The two men waited on the inside of the hangar’s metal wall, one on either side of the opening. Peering out, they scanned the area for Infected while hoping to draw out gunfire. Voices from the group behind them carried across the pavement, but nothing met them from ahead. Nick sent a glance toward the metal building he had left Kate in, reminding himself that she was capable of fending off an enemy. It did little to quell his worries.
Marcus and Nick moved forward, each trained on their own side of the airfield. There was no time to construct a strategy beforehand. The men moved fluidly together as former agents of war.
The next, and final, hangar was much larger, housing both a helicopter and a jet. The expanse of the structure was not the most glaring detail. It was the smell. The men exchanged a concerned glance as an acrid odor penetrated their nostrils, before taking separate routes to clear the building. When they met in the middle behind the aircraft, the stench grew stronger, and their suspicions were confirmed.

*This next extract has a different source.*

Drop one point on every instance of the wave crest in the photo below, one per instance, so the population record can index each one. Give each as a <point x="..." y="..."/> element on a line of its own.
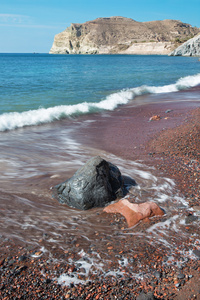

Bodies. A stack of bodies had been piled behind large wooden crates. Mostly adult men but a few smaller corpses could be identified. All appeared to have succumbed to gunshot wounds and lay in various stages of decay.
From the backside of the hangar, empty pavement sprawled across for about a half mile until meeting the edges of the fence. The one-person sleeping bag told the story of a man striving to hoard valuable military-grade items that he would never need.